Não se pode deixar de comer um ano para vir gastar mais dinheiro só num mês
Aurora Afonso também é de Cova de Lua, onde está a passar férias, e também vive em França. Reside perto de Paris e deixou Trás- -os-Montes ainda em miúda, tinha uns 15 anos. Está por lá há mais de 40. Esta emigrante não é presença assídua na terra, no mês de Agosto, porque já lhe interessou mais cá vir, sobretudo quando a avó, que a criou, ainda era viva. Costumando estar por cá 4 ou 5 semanas, este ano veio apenas 3, decidindo- -se “à última da hora”. A decisão ficou para o fim e veio menos tempo que o habitual porque “a idade já não é a de outros tempos, porque a saúde também não é a de antes e porque há menos dinheiro para gastar”. “Os salários não seguiram o aumento de preços e não se pode deixar de comer para vir de férias. Por isso, há menos dinheiro para gastar aqui em Portugal”, esclareceu a emigrante. Na opinião de Aurora Afonso, em França os portugueses são considerados estrangeiros e em Portugal são considerados “os franceses”. Ainda que se sinta, por isso, um pouco apátrida, “ao tempo” que gostava de cá estar de vez.

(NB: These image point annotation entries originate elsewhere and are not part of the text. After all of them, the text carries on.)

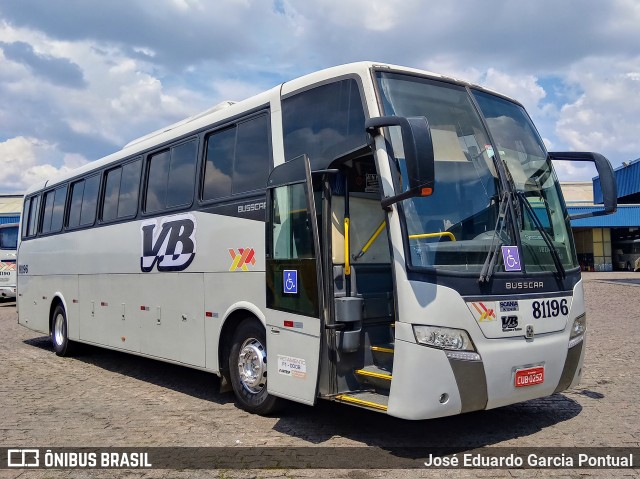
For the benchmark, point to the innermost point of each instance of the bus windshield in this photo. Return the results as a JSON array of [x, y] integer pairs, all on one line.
[[466, 217]]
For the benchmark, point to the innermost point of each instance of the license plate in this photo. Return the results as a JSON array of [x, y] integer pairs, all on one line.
[[529, 377]]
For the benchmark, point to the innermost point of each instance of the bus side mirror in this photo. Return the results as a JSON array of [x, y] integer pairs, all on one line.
[[418, 153], [607, 179]]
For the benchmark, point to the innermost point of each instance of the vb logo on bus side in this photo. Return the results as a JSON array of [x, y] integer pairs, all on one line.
[[168, 243]]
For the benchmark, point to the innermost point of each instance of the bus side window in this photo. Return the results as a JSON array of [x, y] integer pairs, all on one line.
[[89, 200], [171, 177], [30, 217], [53, 211], [237, 159], [324, 122]]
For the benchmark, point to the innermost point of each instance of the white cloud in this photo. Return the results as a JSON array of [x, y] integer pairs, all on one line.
[[605, 117], [26, 161]]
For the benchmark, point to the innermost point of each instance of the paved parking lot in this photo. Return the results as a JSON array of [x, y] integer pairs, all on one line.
[[108, 399]]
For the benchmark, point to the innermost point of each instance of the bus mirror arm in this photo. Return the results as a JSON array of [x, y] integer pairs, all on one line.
[[335, 326], [607, 179], [418, 153]]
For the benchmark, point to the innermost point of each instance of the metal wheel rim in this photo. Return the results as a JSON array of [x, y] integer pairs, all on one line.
[[252, 365], [58, 329]]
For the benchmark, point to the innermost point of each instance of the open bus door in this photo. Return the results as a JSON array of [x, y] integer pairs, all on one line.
[[293, 283]]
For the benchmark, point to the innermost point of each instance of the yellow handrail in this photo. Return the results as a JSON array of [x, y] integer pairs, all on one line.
[[434, 235], [371, 240], [347, 264]]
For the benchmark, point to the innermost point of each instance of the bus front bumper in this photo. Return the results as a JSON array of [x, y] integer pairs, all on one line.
[[428, 384]]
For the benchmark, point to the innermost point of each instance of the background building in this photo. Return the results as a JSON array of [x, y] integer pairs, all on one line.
[[611, 242]]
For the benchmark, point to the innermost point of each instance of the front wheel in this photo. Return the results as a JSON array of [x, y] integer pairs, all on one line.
[[248, 369], [60, 332]]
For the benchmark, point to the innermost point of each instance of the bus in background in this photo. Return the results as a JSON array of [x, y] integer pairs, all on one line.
[[8, 247], [371, 234]]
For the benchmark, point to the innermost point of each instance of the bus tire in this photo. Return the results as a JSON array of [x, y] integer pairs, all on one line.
[[248, 369], [59, 332]]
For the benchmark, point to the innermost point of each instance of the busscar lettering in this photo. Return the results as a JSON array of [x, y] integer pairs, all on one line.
[[252, 207], [525, 285], [169, 244]]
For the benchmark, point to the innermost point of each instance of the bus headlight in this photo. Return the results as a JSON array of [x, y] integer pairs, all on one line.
[[577, 330], [455, 342]]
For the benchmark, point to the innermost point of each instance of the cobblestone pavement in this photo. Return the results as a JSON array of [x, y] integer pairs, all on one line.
[[103, 399]]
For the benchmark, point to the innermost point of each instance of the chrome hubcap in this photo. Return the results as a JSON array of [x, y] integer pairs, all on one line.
[[58, 329], [252, 365]]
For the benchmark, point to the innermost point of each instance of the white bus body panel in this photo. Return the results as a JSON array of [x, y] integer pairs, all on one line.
[[294, 356], [422, 375], [111, 302]]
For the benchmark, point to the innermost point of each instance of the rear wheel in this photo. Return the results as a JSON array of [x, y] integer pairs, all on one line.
[[59, 332], [248, 369]]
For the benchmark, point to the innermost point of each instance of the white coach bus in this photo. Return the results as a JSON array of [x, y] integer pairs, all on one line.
[[371, 234], [8, 272]]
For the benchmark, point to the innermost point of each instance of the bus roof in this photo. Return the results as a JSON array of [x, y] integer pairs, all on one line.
[[229, 109]]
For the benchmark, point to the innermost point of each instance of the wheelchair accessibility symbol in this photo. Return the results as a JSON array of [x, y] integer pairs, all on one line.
[[511, 258], [290, 281]]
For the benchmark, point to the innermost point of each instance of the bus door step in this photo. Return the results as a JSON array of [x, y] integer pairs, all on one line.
[[375, 376], [367, 400]]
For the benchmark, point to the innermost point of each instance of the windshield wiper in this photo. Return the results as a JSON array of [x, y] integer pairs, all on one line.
[[545, 236], [492, 255]]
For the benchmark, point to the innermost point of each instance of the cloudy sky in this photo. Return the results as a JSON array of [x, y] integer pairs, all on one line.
[[80, 78]]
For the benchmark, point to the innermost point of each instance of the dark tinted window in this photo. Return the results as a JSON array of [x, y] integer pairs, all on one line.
[[59, 202], [121, 191], [53, 213], [182, 174], [171, 177], [238, 159], [30, 220], [77, 190], [47, 211], [324, 122], [157, 184], [252, 155], [129, 188], [89, 200], [9, 237], [219, 166], [111, 192]]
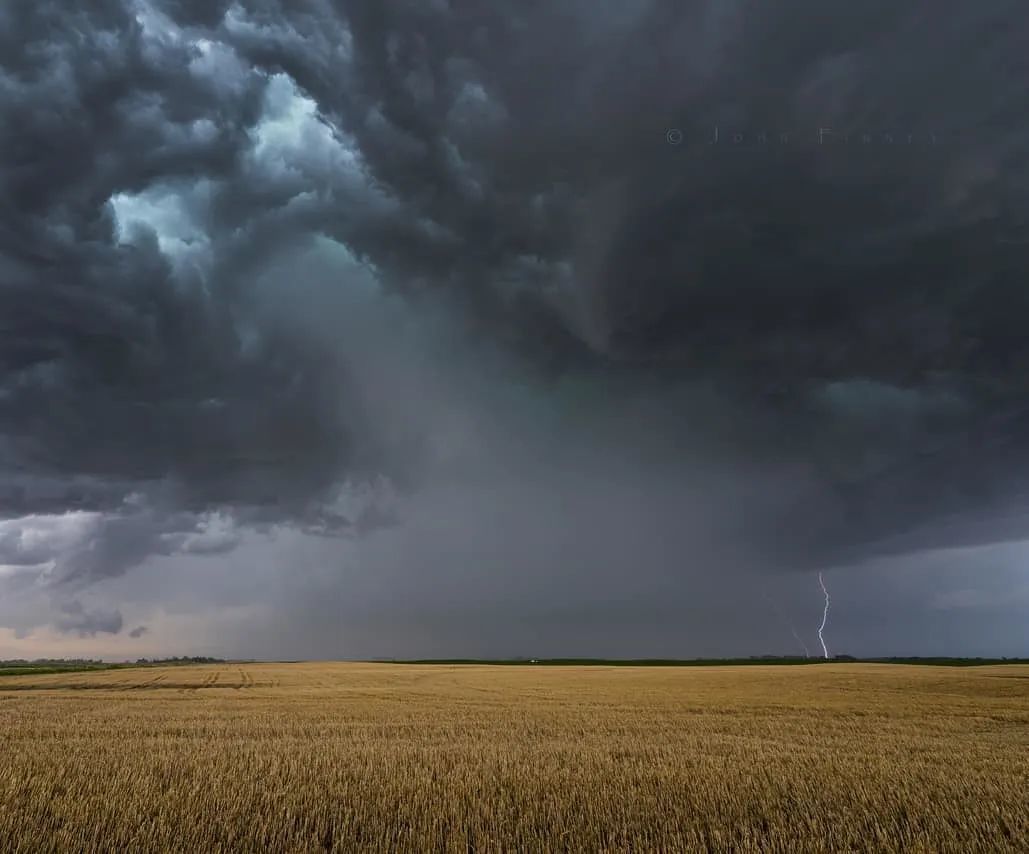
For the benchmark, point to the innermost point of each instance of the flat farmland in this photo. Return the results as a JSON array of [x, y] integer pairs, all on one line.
[[402, 757]]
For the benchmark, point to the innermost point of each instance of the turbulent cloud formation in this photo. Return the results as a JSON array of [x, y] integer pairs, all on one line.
[[718, 283]]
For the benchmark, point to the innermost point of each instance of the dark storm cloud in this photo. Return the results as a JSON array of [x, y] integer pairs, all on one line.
[[76, 618], [851, 303], [880, 257]]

Mas, os filhos, que vivem em França, são o que, sobretudo, a mantêm ainda longe destas terras. Em França, Aurora Afonso é empregada doméstica e cuida de idosos. Lá ganha “muito mais”, mas, ao contrário dos outros dois conterrâneos, diz que, hoje em dia, dependendo das pessoas, já não compensa, como noutros tempos, estar lá fora. “Dá para viver. Não dá para grandes luxos. Antigamente a vida era mais barata e as pessoas tinham outra mentalidade, tinham cuidado com o que gastavam, com o que comiam. As mentalidades mudam e agora as pessoas gastam mais, no dia-a-dia. Noutros tempos privavam- -se para juntar dinheiro e vir construir uma casa a Portugal, actualmente já não”, terminou.